Конечно, тут вспоминается и Лианозовская школа, в частности Игорь Холин с его непримиримым и жестким взглядом на окружающие реалии. Но в мире Холина совсем нет нежности, нет добра, нет самоиронии, только добро от обратного, только непримиримое отвержение жизни. При всем уважении к классику барачной поэзии, смеем утверждать, что в стихах Чемоданова больше поэзии как таковой, да и верлибр более подходящая форма для прямого высказывания, не надо тратиться на рифмы и ритм.
Чемоданов пишет о живом и мертвом. Жизнь противопоставляется смерти. Смерть не столько физическая, сколько своего рода прижизненное небытие, тоска, существование, поглощенное бессмысленной суетой.
человек это червь
извивающийся в падали необходимости
его не утешит то что он жив а она мертва
она его родина
кров и хлеб
и тюрьма
а он жив
а все вокруг мертво
Воскрешение, возвращение к жизни происходит путем ухода в маргинальность (см. стихотворение “Я — черный кот”).

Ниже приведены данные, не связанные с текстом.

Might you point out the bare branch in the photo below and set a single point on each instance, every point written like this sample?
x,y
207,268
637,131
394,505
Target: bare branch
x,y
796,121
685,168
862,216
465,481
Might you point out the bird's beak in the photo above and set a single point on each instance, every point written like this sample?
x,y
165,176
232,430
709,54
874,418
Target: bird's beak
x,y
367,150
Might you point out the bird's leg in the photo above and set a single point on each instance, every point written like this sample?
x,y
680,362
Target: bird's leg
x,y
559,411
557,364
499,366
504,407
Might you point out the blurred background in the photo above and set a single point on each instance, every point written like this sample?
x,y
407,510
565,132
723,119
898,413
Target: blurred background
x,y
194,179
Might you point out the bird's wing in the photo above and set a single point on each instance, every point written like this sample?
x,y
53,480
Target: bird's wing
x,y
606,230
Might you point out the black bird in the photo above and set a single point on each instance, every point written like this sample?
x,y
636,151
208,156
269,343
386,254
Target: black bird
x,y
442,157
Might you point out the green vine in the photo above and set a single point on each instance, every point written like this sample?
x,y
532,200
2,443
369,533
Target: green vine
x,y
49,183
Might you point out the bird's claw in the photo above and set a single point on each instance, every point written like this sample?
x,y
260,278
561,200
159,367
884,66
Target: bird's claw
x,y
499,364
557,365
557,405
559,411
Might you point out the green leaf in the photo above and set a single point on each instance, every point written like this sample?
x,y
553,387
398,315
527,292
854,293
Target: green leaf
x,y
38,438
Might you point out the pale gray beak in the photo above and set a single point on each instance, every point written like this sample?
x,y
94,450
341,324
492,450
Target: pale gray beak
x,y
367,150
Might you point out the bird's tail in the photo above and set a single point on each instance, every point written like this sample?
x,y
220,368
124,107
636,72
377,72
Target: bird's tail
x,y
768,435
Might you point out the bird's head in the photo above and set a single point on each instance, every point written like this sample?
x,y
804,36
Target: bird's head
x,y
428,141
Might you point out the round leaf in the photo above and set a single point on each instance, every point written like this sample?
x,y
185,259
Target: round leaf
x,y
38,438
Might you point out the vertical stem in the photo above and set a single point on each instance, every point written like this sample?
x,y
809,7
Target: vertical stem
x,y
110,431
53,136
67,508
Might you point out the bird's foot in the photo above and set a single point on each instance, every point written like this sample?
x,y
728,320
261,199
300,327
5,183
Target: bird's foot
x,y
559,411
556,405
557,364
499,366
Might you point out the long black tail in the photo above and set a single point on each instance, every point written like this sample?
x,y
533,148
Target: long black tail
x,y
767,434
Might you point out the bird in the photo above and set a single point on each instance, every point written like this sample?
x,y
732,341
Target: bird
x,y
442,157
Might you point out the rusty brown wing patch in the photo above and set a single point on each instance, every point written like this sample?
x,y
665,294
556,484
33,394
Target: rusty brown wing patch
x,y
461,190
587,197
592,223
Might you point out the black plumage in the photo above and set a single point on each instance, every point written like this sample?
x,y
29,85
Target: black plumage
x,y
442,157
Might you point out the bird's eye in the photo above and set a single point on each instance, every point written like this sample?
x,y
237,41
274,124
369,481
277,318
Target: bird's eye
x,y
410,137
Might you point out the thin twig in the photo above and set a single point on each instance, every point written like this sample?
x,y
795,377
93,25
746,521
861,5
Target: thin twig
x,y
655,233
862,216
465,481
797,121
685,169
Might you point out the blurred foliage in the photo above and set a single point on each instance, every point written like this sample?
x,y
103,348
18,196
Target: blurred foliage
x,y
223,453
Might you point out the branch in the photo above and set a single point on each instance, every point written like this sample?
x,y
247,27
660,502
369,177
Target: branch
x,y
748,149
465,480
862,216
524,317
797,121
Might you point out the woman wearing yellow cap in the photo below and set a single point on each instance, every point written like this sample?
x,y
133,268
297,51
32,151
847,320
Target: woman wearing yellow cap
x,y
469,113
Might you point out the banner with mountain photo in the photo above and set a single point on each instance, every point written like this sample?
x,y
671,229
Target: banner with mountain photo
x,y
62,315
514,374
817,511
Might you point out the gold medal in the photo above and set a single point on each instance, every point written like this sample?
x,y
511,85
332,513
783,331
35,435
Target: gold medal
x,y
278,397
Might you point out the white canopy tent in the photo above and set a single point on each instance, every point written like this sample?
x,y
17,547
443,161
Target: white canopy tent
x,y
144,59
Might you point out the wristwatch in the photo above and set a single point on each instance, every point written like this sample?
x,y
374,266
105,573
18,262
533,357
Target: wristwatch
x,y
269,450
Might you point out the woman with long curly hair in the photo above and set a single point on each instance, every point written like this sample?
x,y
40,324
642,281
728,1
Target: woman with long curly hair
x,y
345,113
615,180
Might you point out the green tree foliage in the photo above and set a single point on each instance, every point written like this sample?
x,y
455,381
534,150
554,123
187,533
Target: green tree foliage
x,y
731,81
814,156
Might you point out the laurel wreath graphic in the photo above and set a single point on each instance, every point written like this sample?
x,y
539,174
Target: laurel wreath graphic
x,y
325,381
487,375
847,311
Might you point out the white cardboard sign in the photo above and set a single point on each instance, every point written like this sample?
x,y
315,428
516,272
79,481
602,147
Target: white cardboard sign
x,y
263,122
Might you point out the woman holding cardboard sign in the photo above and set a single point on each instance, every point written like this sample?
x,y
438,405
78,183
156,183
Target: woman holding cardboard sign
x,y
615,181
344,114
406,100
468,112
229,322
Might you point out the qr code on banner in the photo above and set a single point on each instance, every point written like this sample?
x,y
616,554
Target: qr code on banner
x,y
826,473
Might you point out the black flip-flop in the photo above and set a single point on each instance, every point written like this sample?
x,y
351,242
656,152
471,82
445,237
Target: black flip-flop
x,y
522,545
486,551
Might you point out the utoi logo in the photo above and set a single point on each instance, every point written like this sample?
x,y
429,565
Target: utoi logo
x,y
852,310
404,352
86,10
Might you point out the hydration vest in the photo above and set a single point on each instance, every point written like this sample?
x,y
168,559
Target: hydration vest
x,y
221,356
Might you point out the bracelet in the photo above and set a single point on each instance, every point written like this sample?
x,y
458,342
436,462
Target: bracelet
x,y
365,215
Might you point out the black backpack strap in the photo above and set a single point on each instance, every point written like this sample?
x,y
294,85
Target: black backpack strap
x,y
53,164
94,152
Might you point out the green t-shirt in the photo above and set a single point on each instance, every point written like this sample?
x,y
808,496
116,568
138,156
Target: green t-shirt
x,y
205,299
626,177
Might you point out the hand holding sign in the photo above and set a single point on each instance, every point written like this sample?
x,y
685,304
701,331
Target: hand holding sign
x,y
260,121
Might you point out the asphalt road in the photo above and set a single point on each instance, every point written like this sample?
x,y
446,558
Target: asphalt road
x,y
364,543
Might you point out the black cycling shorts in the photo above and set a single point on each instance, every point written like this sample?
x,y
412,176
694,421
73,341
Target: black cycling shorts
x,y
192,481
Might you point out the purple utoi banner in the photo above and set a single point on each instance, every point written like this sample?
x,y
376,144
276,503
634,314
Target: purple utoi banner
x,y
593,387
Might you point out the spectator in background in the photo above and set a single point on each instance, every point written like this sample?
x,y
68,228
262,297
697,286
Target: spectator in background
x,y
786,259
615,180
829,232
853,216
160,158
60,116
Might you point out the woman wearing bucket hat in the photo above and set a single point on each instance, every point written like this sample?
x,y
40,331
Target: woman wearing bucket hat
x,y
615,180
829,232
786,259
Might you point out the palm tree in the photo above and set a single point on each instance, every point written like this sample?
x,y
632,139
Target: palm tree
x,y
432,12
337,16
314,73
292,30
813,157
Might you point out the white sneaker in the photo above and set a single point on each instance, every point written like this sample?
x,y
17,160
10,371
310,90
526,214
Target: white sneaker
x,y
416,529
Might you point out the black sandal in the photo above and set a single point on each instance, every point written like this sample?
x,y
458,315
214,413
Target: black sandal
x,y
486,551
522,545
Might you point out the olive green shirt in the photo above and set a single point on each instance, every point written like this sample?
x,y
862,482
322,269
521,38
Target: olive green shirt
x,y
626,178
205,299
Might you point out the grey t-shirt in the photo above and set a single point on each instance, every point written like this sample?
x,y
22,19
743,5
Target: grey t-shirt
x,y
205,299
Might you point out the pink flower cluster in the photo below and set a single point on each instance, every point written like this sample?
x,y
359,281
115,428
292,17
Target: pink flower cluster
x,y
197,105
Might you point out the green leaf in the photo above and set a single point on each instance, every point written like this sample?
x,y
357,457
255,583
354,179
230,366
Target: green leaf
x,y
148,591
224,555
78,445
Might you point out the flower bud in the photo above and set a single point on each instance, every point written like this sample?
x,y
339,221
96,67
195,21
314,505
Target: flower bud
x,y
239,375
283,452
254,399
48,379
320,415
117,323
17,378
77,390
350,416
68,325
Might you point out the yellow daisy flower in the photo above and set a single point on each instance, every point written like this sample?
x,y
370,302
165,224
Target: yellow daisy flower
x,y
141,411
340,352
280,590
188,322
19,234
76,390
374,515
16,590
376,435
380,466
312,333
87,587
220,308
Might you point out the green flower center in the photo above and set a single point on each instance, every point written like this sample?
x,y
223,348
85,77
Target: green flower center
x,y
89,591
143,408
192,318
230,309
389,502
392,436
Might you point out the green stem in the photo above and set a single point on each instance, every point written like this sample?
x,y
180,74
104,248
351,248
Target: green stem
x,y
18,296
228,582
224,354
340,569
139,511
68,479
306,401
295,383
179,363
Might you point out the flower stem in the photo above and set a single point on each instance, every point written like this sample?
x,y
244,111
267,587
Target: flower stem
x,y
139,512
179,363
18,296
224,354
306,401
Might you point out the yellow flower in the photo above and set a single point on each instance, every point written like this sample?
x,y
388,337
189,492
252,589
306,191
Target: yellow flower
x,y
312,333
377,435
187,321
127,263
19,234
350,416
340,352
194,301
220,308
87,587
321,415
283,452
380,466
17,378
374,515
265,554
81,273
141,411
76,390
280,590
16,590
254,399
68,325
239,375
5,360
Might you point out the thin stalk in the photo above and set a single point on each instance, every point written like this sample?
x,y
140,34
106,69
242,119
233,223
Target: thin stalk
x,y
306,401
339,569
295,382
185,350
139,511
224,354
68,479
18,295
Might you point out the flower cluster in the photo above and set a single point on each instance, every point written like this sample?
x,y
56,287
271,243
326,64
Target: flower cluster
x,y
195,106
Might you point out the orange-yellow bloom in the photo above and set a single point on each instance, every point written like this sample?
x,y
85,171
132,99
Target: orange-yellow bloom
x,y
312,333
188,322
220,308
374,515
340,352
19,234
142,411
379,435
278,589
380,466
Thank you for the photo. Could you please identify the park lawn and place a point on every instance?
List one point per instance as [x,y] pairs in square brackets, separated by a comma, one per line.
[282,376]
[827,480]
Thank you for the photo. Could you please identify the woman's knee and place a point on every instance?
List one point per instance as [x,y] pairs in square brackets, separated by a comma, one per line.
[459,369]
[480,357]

Путь к свету лежит через тьму, чтобы прозреть, следует маргинализироваться, опуститься на социальное дно. Все внешнее, наносное стирается, и остаются любовь и поэзия. На эти две темы, плюс тема маргинальности — разрыва, отвержения, — можно условно разделить поэтический мир Андрея Чемоданова
Что касается любовной лирики, то здесь брутально-маргинальный человек оказывается на проверку неожиданно ранимым, одиноким, скрывающим за жесткой щетиной тонкую душу.
может быть
я не очень большая рыба
но я счастлив здесь
на твоем крючке
не отпускай меня
может быть
я нестройная нота
у тебя в наушниках
но я
больше не тишина
спасибо
. . . . . . . .
может быть
даже нет ничего смешного
в том что
может быть
ты не любишь
а может
не может быть
В лучших стихах Чемоданову удается сплавлять несколько тем воедино.
я небрежно
лежал на столе
доктор вскрыл мне грудную клетку
заглянул в мое сердце
и увидел Тебя
и спросил
что же это такое
ответьте-ка мне студенты
инфаркт — сказал первый
рак — заявил второй
сифилис — не согласился третий
эта пуля — воскликнул четвертый —
послужила причиной смерти
нет — сказал доктор —
вы все тупицы
это вообще не причина смерти
а единственный признак жизни
и все мертвецы исчезли
Любовь плюс типичное для Чемоданова противопоставление мертвого и живого. Написать стихотворение про смерть и любовь — серьезное испытание для поэта.